L’Algérie a décidé, samedi 2 octobre, de rappeler « pour consultations » son ambassadeur à Paris, Mohamed Antar Daoud, a annoncé la télévision publique en citant un communiqué officiel de la présidence algérienne et en précisant qu’un autre communiqué explicatif suivrait.
L’Algérie a justifié ce rappel par son « rejet de toute ingérence dans ses affaires intérieures ». Sa décision fait suite aux « déclarations attribuées » au président français, Emmanuel Macron : « A la suite des propos non démentis que plusieurs sources françaises ont attribués nommément au président de la République française, l’Algérie exprime son rejet catégorique de l’ingérence inadmissible dans ses affaires intérieures que constituent lesdits propos », a déclaré la présidence algérienne, évoquant une « situation particulièrement inadmissible engendrée par ces propos irresponsables ».
Un porte-parole de l’état-major français a, par ailleurs, annoncé dimanche que l’Algérie avait interdit son espace aérien aux avions militaires français. « Ce matin, en déposant les plans de vol de deux avions, nous avons appris que les Algériens fermaient le survol de [leur] territoire aux avions militaires français », a ainsi déclaré le colonel Pascal Ianni, confirmant des informations révélées par le quotidien Le Figaro.
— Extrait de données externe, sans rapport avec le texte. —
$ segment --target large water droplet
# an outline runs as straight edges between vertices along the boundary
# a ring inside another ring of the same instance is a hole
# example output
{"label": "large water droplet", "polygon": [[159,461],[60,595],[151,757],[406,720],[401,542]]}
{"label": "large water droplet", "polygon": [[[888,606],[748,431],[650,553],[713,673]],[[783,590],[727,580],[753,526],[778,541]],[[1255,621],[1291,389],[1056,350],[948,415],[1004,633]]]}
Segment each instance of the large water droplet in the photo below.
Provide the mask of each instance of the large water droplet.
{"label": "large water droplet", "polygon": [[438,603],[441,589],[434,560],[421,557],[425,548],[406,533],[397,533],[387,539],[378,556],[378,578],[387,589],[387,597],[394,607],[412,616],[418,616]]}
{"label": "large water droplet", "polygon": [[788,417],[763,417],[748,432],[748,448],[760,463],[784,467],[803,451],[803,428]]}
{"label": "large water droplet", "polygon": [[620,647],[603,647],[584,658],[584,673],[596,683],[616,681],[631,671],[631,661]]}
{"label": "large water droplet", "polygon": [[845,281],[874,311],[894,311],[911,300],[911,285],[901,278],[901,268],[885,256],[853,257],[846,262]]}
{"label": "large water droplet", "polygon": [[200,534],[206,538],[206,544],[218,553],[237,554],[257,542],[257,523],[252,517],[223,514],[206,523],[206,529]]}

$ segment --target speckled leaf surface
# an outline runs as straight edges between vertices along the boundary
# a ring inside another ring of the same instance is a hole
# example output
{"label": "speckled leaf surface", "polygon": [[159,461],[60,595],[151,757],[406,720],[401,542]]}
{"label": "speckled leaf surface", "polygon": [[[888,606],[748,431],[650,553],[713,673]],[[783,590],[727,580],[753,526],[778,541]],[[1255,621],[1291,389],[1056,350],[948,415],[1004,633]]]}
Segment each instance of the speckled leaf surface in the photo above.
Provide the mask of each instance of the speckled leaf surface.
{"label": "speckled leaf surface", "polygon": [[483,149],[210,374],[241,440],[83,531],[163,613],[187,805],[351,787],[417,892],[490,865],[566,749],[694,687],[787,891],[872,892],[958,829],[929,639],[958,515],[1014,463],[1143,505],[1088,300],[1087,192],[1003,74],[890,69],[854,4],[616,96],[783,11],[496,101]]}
Les avions militaires français empruntent quotidiennement l’espace aérien algérien pour rejoindre ou quitter la bande sahélo-saharienne où sont déployées les troupes de l’opération antidjihadiste « Barkhane ». Selon M. Ianni, « cela n’affecte [toutefois] ni les opérations ni les missions de renseignement » menées par la France au Sahel.
Des « appréciations superficielles »
Avant même qu’Alger ne diffuse un deuxième communiqué expliquant le rappel de son ambassadeur à Paris, initialement annoncé dans une courte déclaration à la télévision publique, les médias algériens avaient dévoilé que la décision était motivée par des déclarations du président français lors d’une rencontre, jeudi, avec des descendants de protagonistes de la guerre d’Algérie, destinée à apaiser « cette blessure mémorielle ».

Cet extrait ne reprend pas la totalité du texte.